I think complete freedom would be traveling on your own with just a backpack and an unlimited amount of time, and I did meet several people who were doing just that. I was purely on my own schedule. At first it was hard to comprehend that I didn’t have to do anything by a certain time. Everyone who knows me, especially my friends in Taiwan, know I stick myself to a very rigid time schedule during the week, it was hard for me to let go of the concept of time. For the first time in a year, I even took off my watch. It took me a few days to adjust to my newly found freedom. If I decided I wanted to go somewhere new, I could just leave, without thinking any more of it. I could do whatever I wanted whenever I wanted. I got up and did my early morning runs, I ate on my own schedule, I relaxed when I wanted, and was active when I wanted. Everything was in my own time. It was nice to be able to be purely selfish, I loved it. I think that it is in these moments of pure selfishness that you get to discover what you truly enjoy. That is something everyone should learn about themselves.
This freedom can be a heavy feeling until you get used to it.
“The Unbearable Lightness of Being” by Czech author Milan Kundera, describes just that. People don’t know how to handle their freedom, it is hard to be free to do whatever we want because that means the decisions are all under our control, and being in control of your own fate is a difficult task, a path most people choose not to follow. They turn to society, or religion, or something “higher” to tell them what to do, how they should be living. They purposely limit their own freedoms to make life easier.

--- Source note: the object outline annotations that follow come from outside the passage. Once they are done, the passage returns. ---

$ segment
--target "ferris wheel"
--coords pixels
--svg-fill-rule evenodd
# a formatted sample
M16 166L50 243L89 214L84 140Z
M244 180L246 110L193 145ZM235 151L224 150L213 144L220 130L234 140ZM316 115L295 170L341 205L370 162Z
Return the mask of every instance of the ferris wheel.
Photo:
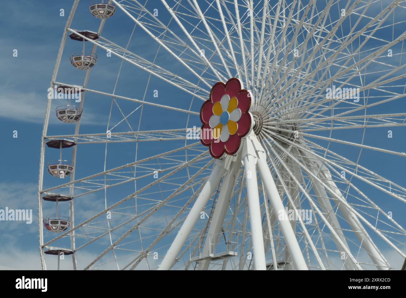
M75 0L41 138L42 268L400 269L405 15L400 0ZM96 104L104 126L86 124Z

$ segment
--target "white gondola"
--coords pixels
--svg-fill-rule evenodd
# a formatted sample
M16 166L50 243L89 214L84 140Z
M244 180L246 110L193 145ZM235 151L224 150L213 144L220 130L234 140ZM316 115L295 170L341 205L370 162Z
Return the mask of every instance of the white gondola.
M90 12L97 19L107 19L116 12L116 6L111 1L96 0L89 3Z
M56 117L64 123L74 123L80 119L83 110L74 105L61 105L56 108Z
M60 233L66 231L71 225L71 219L65 216L52 216L44 217L44 227L50 232Z
M84 38L82 36L84 36L85 38ZM98 39L99 36L97 34L92 31L78 31L70 34L69 37L71 39L83 43L82 50L73 53L69 56L71 64L80 70L90 69L95 65L97 62L97 55L94 53L85 51L85 42L86 41L86 39L92 40Z
M59 159L50 161L47 164L48 172L54 177L65 178L72 174L75 168L73 163L62 159L62 149L69 148L76 145L73 141L66 139L50 139L47 142L50 148L59 148Z

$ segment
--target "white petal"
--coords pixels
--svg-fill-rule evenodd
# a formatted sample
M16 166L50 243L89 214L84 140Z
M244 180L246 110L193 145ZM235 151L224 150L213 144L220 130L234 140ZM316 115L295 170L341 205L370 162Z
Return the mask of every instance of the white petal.
M240 109L236 109L230 113L230 120L232 121L237 122L241 118L241 111Z
M221 129L221 134L220 135L220 141L222 142L225 142L230 137L230 133L228 132L228 126L226 124L223 125L223 128Z
M209 120L209 125L212 128L214 128L220 123L220 116L216 115L212 115Z
M229 96L227 94L225 94L223 95L220 100L220 103L221 104L221 108L222 109L223 112L227 110L227 108L228 107L228 103L229 101Z

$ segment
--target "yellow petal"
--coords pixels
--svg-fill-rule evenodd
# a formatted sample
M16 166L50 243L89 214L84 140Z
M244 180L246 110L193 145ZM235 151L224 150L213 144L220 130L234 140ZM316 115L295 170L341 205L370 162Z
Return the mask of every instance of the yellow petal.
M229 133L231 135L233 135L237 132L237 129L238 128L238 126L237 125L236 122L234 122L230 120L227 123L227 127L229 129Z
M237 124L237 123L235 123L235 124ZM220 135L221 134L221 129L222 128L223 125L221 123L219 123L213 129L212 134L213 139L216 140L220 137Z
M229 106L227 108L227 111L231 113L237 108L237 106L238 104L238 101L237 97L231 97L229 102Z
M223 109L221 108L221 104L220 101L216 102L213 105L213 114L220 116L221 113L223 112Z

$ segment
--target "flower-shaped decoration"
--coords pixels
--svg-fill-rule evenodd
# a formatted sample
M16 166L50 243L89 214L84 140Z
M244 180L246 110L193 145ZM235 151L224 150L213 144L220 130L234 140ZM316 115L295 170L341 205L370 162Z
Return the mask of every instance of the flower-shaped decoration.
M209 147L214 158L220 158L225 152L233 155L238 151L241 139L251 129L251 92L241 90L241 83L233 77L225 84L216 83L212 88L210 98L200 109L203 125L200 141Z

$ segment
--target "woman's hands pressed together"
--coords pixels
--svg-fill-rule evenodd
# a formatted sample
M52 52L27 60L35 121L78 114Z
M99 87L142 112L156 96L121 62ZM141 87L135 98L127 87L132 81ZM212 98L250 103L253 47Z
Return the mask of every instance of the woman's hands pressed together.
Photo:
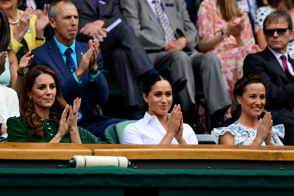
M72 106L66 105L61 114L59 121L59 129L55 137L51 142L60 142L61 139L69 133L70 134L71 142L77 144L81 144L78 130L78 110L81 106L81 99L77 98L74 101ZM69 117L66 119L67 113L69 111Z
M261 145L264 141L267 145L273 145L271 140L273 125L271 118L270 112L266 112L263 118L260 118L258 121L258 126L257 128L256 137L252 144L254 143L254 145Z
M167 123L167 134L170 135L172 138L175 138L179 144L187 144L183 138L183 113L181 111L181 105L175 105L171 113L171 116ZM170 143L171 142L171 141Z

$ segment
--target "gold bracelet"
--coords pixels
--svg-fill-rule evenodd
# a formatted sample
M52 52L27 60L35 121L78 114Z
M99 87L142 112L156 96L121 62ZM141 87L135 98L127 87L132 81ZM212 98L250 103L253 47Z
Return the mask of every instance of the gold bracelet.
M181 39L186 42L186 43L188 43L188 40L187 40L187 38L185 37L184 36L182 36L181 37Z

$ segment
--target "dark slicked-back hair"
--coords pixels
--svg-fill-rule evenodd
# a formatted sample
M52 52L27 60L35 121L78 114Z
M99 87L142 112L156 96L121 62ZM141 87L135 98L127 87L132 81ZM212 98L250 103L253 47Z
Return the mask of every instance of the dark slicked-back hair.
M285 7L280 7L265 17L263 21L263 32L265 30L266 25L270 24L273 22L277 23L280 19L284 19L287 21L288 28L289 29L293 29L293 25L291 16L287 12Z
M264 86L265 88L264 82L262 79L258 76L253 74L243 76L235 84L234 91L233 91L234 96L236 98L237 95L242 96L243 93L246 91L246 87L248 85L251 84L255 83L262 84ZM239 104L237 105L237 114L236 116L236 120L240 118L242 112L241 105Z
M43 126L41 117L35 111L33 100L30 99L27 93L31 91L36 78L43 74L49 74L52 77L56 88L55 100L50 108L50 119L59 122L62 112L67 104L63 98L60 90L60 80L53 70L47 66L41 65L30 68L24 77L19 109L24 121L29 128L31 134L37 138L42 138L44 135ZM57 126L58 127L58 125Z
M167 79L162 75L160 74L153 74L149 76L145 80L143 84L143 93L148 96L151 91L153 86L158 81L167 81L170 83ZM149 110L148 104L144 103L143 115L145 113Z

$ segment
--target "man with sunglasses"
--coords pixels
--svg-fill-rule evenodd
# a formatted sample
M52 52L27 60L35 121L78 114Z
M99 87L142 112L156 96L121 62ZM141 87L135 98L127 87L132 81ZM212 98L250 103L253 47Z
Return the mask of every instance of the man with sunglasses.
M259 76L266 88L265 108L271 113L275 124L283 124L285 145L294 145L294 60L287 46L293 37L291 16L281 7L270 14L263 22L268 44L263 51L248 55L244 60L244 74Z

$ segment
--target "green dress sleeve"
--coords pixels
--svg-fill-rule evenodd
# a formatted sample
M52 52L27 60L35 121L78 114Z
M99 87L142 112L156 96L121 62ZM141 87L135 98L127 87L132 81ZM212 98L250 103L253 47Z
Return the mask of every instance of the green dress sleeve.
M7 120L7 139L9 142L29 142L28 127L21 117L11 117Z

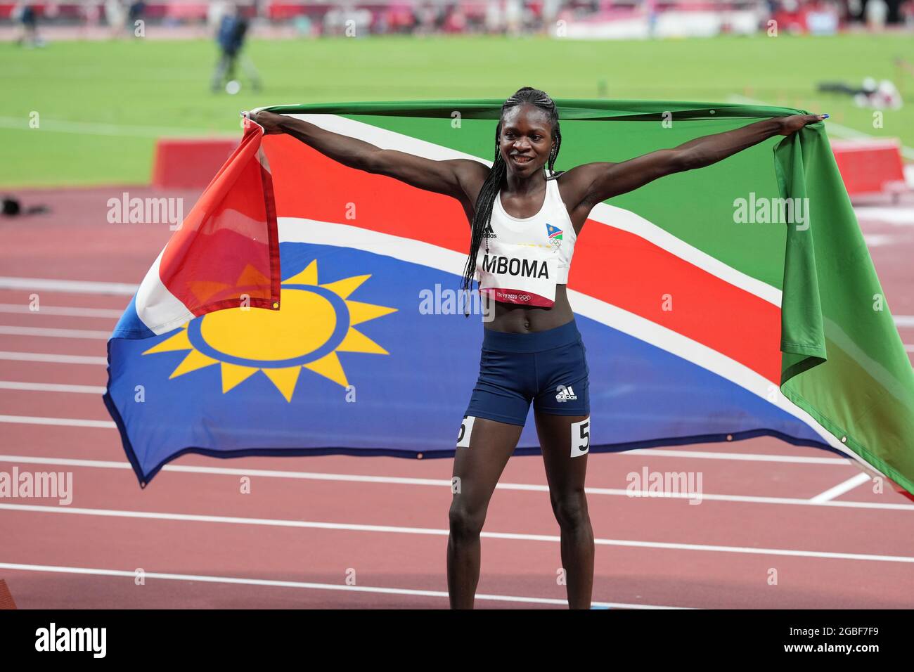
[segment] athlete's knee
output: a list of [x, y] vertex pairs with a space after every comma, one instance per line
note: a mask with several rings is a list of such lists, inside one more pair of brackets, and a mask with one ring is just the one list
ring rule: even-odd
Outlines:
[[573, 490], [552, 497], [552, 510], [562, 529], [575, 529], [590, 521], [584, 490]]
[[485, 522], [485, 511], [467, 506], [466, 502], [456, 497], [451, 504], [448, 513], [451, 526], [451, 535], [456, 539], [473, 539], [479, 537]]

Why is freedom so difficult?
Because whatever choices I make I have to live with. If I made a last minute decision to go somewhere new and it was awful, I had to deal with it, or change it. If I ordered a dish and it wasn’t good I had to eat it.
This is a major lesson that I hope I can remember when I get back to reality; there is no point in thinking about “should have”. Things you should have done, you didn’t do them and the opportunity has been missed so you need to move on, and make a mental note for next time.

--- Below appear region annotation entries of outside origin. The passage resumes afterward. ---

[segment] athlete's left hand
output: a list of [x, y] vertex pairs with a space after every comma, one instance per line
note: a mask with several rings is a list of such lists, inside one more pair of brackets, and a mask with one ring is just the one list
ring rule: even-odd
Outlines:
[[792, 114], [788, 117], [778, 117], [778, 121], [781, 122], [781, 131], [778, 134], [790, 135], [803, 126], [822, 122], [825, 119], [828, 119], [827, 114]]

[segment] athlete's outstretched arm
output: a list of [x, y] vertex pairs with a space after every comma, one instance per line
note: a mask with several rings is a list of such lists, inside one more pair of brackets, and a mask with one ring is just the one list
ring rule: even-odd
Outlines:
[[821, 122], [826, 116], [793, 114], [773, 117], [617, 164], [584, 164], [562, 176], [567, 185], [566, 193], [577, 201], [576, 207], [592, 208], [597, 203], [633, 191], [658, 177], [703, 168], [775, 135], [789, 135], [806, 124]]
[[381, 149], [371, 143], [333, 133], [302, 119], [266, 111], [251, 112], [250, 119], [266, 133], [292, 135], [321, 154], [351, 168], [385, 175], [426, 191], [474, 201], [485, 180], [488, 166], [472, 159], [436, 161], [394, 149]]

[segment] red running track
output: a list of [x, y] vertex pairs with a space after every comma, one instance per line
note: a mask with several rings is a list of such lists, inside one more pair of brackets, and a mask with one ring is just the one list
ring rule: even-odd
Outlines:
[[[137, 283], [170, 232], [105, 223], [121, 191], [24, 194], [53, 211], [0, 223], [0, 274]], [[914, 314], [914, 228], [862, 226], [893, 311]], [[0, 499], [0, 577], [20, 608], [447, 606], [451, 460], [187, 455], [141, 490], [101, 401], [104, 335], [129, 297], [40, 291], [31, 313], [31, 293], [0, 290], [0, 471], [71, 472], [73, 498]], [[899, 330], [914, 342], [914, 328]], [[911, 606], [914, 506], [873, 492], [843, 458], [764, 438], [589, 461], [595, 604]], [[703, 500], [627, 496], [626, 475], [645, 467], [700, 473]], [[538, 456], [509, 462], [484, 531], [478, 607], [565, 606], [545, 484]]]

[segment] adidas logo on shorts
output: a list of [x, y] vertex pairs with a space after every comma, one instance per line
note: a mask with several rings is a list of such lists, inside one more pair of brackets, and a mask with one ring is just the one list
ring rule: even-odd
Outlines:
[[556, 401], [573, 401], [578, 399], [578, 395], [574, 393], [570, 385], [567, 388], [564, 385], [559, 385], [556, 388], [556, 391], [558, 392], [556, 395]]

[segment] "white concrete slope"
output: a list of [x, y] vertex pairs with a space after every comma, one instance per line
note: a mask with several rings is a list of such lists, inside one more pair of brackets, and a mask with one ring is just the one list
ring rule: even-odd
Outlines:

I’m not a sociable person, not even what most people would call friendly. Several of my friends have told me I am not a very approachable person. I’m okay with that, I actually prefer it that way.
I have a specific memory from childhood where my mom made me go into the grocery store alone to get milk, and I was terrified I would have to go in and talk to the cashier alone, so terrified I was almost in tears, but she made me do it, and I’m glad she did. (this was a local small grocery store) I was terrified of speaking to people I didn’t know, of being forced to talk, to make conversation. After this trip I feel like a pro, I can start a conversation with anyone. Because unless you want to go crazy, you kind of have to talk to someone, even if it is only small talk with your restaurant host. But as much as I hate to admit it, and as much as I disdain most of society, people need people. And, as a person, sometimes I need people too.

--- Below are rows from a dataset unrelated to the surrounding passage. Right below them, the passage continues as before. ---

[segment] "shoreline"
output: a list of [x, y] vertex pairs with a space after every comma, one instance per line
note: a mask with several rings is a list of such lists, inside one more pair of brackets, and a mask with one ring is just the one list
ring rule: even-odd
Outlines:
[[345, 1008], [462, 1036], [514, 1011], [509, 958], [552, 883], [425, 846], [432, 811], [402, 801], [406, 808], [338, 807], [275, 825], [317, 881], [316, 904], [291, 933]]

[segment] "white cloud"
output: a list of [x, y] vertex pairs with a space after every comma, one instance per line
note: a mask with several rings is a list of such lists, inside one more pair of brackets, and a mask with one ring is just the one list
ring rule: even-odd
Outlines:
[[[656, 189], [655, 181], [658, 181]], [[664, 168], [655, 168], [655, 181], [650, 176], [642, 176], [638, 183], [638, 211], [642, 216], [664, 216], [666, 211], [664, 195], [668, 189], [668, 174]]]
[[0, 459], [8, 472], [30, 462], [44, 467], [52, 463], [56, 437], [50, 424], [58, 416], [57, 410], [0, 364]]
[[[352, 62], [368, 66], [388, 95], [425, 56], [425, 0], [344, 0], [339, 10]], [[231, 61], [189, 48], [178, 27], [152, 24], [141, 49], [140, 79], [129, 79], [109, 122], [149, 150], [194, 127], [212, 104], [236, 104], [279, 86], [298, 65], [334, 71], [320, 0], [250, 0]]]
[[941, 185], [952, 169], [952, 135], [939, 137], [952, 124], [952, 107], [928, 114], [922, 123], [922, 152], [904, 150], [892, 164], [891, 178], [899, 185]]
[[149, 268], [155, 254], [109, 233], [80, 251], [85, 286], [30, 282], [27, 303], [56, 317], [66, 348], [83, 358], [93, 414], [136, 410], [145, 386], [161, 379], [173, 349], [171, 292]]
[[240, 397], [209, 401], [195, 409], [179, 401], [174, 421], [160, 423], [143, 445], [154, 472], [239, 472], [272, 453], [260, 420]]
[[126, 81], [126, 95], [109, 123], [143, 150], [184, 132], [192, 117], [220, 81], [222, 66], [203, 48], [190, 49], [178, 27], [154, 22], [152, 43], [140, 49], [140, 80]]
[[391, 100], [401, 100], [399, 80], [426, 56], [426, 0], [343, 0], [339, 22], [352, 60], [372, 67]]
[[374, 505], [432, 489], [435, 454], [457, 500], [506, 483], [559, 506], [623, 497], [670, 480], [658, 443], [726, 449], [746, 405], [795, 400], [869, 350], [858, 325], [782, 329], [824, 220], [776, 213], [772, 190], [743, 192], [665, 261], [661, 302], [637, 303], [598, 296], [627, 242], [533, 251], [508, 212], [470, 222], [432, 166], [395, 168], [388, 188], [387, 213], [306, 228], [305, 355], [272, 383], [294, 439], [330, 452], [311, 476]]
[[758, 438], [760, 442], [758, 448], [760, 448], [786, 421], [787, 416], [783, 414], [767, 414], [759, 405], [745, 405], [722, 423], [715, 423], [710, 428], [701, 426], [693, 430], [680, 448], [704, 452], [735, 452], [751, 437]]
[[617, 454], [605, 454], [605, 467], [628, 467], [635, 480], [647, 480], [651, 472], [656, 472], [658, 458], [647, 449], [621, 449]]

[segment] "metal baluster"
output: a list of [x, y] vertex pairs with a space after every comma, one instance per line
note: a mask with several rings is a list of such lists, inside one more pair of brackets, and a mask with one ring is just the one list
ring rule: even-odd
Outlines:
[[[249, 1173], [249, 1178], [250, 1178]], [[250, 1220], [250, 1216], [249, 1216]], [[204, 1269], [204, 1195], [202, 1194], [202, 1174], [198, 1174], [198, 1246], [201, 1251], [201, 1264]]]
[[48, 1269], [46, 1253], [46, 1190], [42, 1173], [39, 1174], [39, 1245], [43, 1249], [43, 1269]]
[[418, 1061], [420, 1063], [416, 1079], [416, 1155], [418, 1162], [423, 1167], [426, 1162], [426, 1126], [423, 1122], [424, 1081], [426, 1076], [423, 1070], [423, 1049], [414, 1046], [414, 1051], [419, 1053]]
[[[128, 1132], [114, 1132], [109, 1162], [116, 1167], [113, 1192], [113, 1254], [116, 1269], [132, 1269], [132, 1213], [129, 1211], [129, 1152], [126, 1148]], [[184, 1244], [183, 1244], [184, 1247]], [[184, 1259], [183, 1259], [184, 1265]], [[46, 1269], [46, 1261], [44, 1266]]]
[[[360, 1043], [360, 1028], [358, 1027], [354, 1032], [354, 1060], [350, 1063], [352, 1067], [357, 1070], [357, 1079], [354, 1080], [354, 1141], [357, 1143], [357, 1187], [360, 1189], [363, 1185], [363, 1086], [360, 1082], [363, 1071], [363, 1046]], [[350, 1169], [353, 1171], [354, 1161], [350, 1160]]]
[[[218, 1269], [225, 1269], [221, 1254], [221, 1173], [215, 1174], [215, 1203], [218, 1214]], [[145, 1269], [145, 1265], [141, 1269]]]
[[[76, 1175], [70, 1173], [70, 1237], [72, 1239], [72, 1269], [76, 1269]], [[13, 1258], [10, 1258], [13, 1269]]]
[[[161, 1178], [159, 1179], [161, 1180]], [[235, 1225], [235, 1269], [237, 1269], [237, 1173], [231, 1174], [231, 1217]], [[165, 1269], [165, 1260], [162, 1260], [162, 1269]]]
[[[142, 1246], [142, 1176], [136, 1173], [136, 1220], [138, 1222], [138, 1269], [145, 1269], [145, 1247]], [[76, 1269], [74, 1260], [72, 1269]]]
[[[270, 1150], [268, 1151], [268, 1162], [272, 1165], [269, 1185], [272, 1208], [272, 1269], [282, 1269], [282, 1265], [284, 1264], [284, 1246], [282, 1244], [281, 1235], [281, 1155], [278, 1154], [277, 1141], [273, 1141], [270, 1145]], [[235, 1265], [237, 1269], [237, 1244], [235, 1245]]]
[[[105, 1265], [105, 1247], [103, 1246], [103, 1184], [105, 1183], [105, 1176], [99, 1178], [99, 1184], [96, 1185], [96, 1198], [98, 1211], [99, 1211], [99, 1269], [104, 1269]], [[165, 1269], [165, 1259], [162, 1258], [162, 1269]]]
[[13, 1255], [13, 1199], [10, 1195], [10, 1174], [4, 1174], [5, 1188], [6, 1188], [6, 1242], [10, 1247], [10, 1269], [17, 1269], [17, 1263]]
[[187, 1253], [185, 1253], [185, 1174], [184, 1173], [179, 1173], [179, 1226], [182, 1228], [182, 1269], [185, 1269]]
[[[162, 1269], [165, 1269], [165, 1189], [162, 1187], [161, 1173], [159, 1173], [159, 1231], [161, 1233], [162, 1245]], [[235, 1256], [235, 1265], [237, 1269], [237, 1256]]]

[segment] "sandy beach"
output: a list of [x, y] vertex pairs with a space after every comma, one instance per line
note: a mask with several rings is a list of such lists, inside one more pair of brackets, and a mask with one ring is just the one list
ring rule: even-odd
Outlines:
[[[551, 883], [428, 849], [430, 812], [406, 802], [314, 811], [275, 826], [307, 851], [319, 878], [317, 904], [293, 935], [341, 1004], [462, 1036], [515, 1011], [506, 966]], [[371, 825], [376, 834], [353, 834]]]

However, even for me there are times when I need human company. On this trip there were a few days where my only communication would be ordering food or a bus ticket.
I learned to find my balance of how much human company I can handle, when I need it, and when I prefer to be by myself. In Luang Nam Tha, my trekking group and I hung out all together after our trip and though we were all strangers it felt like we were a big group of friends hanging out and it was really nice. But when I got to a 10 bedroom dorm in Luang Prabang filled with people drinking and playing ukuleles I left immediately to go to a cafe alone.
I really think these, and other lessons, are only things you can learn on your own. And traveling alone is the best way to find out who you are and how you like to spend your time. I was surprised at the number of people I met who were traveling alone, especially for those with extended amounts of time or with no time line in sight. I even met quite a few people over the age of 40, both men and women, traveling alone. Which made me recall a line from Tennysons’ Ulysses, after which this blog (and my own personal philosophy) is based;
Come, my friends,/ ‘T is not to late to seek a newer world.
Everyone should make the opportunity for themselves to travel alone, no matter your age, financial situation, familial situation. The only limitations are the ones we cast on ourselves. And those you can only find out by spending some quality time on your own.